Each axis of the hypothalamo-pituitary system requires separate investigation. The presence of normal gonadal function (ovulatory menstruation or normal libido/ erections) suggests that multiple defects of the anterior pituitary are unlikely. Tests range from measurement of basal hormone levels to stimulatory tests of the pituitary and tests of feedback for the hypothalamus.

The triple stimulation test is now rarely done.

Basal Tests

  • LH & FSH (low or normal)
  • Testosterone or oestradiol low
  • TSH low or normal
  • T4 low
  • Prolactin may be high from loss of hypothalamic domapine that normally inhibits its release
  • IGF-1 low – used as a measure of GH axis.
  • Cortisol low.
  • U&E: low Na+ from dilution.
  • Low Hb with normochromic normocytic anaemia.

 

Dynamic Tests

  • Short Synacthen test to assess adrenal axis.
  • Insulin Tolerance Test: done in specialist centres to assess the adrenal and GH axes. CI: epilepsy, heart disease, adrenal failure. Consult lab first. It involves IV insulin to induce hypoglucaemia, causing stress to increase cortisol and GI secretion, It is done in the morning (water only taken from 22:00 the night before). Have 50% glucose and hydrocortisone to hand and IV access. Glucose must fall below 2.2mmol/L and the patient should become symptomatic when cortisol and GH are taken. Normal GH >20mu/L, and peak cortisol >550nmol/L.
  • Arginine and growth hormone releasing hormone test.
  • Glucagon stimulation test alternative when ITT is contraindicated.

Investigate cause: MRI scan to look for a hypothalamic or pituitary lesion.

Treatment

Principle of treatment: hormone replacement and treatment of underlying cause.

Steroid and thyroid hormones are essential for life and are given as oral replacement drugs. Androgens and oestrogens are replaced for symptomatic control. If fertility is desired, LH and FSH analogues are used. GH therapy given to growing children, and may be considered in adults to improve work capacity and psychological well-being.

Management

Hydrocortisone for secondary adrenal failure.
Thyroxine if hypothyroid but TSH is useless for monitoring.
Hypogonadism (for symptoms and to prevent osteoporosis):

  • Males: options include testosterone enanthate 250mg IM every 3 weeks, daily topical gels or buccal mucoadhesive tablets. Patches and gels are also used.  Testogel is applied in a thin film. Avoid skin contact with gel sites to prevent testosterone transfer to others, especially pregnant women and children.
  • Women: if premenopausal give oestrogen via transdermal oestradiol patches. Oestradiol implants or contraceptive pill (exceeds replacement needs) +/- testosterone or dehydroepiandrosterone (DHEA, in hypoandrogenic women; a small amount may improve wellbeing and sexual function and help bone mineral density and lean body mass).
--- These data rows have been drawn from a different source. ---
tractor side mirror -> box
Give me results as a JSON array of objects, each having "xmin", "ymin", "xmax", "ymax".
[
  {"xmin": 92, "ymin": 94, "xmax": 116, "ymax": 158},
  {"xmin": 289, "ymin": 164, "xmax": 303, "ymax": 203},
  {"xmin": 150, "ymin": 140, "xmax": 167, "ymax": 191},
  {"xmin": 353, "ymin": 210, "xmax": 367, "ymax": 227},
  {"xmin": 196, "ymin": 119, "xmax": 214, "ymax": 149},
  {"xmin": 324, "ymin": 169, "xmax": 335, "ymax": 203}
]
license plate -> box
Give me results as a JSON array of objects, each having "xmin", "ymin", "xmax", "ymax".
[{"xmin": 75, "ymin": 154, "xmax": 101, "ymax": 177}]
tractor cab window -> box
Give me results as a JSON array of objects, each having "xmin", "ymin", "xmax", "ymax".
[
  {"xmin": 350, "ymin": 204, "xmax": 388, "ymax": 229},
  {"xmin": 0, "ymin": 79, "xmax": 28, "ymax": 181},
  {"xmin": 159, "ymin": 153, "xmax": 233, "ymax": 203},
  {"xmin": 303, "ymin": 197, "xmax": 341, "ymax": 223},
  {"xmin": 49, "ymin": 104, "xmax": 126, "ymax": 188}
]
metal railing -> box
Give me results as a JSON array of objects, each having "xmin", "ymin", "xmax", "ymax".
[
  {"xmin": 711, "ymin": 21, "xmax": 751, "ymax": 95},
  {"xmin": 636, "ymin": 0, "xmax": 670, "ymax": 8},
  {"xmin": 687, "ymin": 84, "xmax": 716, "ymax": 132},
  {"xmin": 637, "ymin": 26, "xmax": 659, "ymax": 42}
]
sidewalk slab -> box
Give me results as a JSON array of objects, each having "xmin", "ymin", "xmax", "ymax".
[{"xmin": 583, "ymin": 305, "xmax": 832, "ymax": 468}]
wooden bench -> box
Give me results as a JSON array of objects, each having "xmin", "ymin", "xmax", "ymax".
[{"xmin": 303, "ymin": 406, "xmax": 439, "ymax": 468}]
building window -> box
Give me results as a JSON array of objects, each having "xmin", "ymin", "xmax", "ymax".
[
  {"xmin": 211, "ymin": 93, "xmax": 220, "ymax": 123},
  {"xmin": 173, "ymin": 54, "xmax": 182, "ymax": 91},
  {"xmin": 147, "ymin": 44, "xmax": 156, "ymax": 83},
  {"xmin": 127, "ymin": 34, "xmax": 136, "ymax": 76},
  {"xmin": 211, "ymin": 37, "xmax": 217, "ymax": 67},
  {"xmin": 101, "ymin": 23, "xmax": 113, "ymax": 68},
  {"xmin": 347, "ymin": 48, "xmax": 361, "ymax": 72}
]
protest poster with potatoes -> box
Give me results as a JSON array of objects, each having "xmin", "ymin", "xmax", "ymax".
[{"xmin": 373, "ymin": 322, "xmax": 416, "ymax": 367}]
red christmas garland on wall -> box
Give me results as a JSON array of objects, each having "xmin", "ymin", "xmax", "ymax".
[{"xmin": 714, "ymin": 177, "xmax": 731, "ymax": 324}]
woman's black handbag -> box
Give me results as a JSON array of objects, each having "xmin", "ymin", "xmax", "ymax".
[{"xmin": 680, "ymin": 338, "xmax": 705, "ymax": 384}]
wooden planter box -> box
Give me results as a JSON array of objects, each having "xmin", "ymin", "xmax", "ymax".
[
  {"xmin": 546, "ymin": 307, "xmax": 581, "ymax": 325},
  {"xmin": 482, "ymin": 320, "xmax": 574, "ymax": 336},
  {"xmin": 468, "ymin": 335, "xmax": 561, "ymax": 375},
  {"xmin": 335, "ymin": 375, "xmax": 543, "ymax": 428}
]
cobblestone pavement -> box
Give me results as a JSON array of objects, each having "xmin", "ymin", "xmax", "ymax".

Gonadotropin therapy is needed to induce fertility in both men and women.
GH:

  • Somatropin addresses problems of increased fat mass, reduced bone mass, reduced lean body mass (muscle bulk), reduced exercise capacity and problems with heat intolerance.
  • Increased abdominal fat results in reduced insulin sensitivity and dyslipidaemia.
  • Somatropin uses DNA technology to mimic human GH. It can be used in known GH deficiency, e.g. peak GH response of <9mu/L during TT – if there is impaired quality of life and treatment for other pituitary deficiencies is under way.
  • Refer to endocrinologist for insulin tolerance testing.
  • Self injection of 0.15-0.3mg/d; needs lessen with age. Dose titration (1st 3 months of therapy) is done by an endocrinologist.
  • SE: oedema, carpal tunnel syndrome, myalgia, CCF, HTN, high ICT (rare).
  • IGF-1 levels rise with GH replacement. High IGF-1 is linked with increased risk of neoplasia.
  • CI: malignancy, pregnancy, renal transplant.
  • Somatropin can be stopped after 9 months if quality of life scores do not improve by 7 points or more.

 

Warnings for therapy

  • Thyroid replacement should not commence until normal glucocorticoid function has been demonstrated or replacement steroid therapy initiated, as an adrenal crisis may otherwise be precipitated.
  • Glucocorticoid deficiency masks impaired urine concentrating ability. Diabetes insipidus is apparent after steroid replacement, the steroids being necessary for excretion of water load.